Debt is very much a part of life for most Americans, with overall U.S. household debt growing 11 percent in the past decade, according to a new report from NerdWallet.
The average household with credit card debt is carrying $16,061 in total balances. That’s just short of the high set in 2008, the eve of the financial crisis. The total average household debt is $132,529 when you include mortgages — that’s considerably higher than $88,063 in 2002.
Many Americans rely more on credit cards, and that’s a costly habit. Plastic represents the most expensive borrowing expense. Currently, the average credit-card interest rate is 18.76 percent and the average household pays a total of $1,292 in credit-card interest each year.
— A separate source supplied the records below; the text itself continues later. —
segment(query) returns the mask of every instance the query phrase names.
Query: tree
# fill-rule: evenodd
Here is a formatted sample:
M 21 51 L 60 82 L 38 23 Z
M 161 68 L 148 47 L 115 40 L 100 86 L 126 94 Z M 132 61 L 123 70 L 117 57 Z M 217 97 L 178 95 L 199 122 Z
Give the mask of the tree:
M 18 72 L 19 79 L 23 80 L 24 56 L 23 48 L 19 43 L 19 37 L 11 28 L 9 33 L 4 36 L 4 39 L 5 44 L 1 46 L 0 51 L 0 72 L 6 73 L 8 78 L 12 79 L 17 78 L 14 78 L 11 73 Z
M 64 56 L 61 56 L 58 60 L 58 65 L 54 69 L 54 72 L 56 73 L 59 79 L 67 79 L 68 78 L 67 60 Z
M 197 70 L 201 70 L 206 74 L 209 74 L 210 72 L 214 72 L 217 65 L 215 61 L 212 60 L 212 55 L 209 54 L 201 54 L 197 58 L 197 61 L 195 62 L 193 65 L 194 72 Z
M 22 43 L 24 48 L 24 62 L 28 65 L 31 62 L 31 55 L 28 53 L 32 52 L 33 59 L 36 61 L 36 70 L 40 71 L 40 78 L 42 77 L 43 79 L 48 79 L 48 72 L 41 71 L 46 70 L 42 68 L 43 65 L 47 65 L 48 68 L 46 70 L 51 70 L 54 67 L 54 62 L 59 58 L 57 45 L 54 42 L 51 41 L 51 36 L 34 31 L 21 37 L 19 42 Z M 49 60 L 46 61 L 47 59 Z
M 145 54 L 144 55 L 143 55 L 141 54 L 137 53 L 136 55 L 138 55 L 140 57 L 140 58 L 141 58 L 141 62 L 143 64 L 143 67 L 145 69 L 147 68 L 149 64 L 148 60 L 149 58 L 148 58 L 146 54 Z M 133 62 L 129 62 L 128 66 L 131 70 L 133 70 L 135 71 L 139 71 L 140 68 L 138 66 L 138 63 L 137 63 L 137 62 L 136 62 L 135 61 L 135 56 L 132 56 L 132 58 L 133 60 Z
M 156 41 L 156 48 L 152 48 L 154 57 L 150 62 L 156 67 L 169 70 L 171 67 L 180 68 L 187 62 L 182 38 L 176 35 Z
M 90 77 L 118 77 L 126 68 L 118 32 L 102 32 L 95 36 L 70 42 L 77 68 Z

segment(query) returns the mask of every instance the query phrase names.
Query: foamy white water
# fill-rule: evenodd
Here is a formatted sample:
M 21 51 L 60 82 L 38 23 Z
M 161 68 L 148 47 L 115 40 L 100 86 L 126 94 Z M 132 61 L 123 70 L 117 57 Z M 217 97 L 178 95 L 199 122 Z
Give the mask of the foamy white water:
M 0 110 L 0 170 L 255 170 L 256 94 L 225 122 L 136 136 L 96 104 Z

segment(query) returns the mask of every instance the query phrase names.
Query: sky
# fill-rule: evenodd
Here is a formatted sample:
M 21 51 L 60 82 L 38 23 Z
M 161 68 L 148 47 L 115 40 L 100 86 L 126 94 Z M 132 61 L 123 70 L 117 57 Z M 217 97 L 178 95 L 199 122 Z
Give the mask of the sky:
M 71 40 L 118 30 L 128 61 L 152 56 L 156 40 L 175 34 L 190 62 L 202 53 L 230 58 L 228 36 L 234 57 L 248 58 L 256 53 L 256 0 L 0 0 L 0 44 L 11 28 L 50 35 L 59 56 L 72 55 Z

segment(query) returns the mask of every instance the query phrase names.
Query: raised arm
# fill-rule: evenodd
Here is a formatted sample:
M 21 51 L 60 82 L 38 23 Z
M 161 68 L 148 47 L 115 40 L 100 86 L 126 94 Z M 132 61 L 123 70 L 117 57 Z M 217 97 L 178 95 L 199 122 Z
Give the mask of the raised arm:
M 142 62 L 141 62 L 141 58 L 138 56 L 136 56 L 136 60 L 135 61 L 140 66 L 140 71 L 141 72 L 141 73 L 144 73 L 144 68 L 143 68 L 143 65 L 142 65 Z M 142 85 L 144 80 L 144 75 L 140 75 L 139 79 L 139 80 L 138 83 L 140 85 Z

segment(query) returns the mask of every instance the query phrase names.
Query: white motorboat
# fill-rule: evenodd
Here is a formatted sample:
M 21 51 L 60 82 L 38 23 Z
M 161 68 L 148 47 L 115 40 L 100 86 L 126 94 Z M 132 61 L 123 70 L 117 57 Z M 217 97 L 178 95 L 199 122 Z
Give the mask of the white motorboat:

Total debt is expected to surpass the amount owed at the beginning of the Great Recession by the end of 2016. “Americans will soon owe more than they did in December 2007 — but that doesn’t mean another recession is looming,” NerdWallet states.
Household income has grown by 28 percent in the past 13 years, but the cost of living has shot up 30 percent in that same time period. Some of the largest expenses for consumers — like medical care, food and housing — have significantly outpaced income growth.
Some of the fastest-growing expenses are also the “most material in many Americans’ budget.” Medical expenses have surged the most: 57 percent since 2003. Food and housing have also increased significantly, 36 percent and 32 percent, respectively.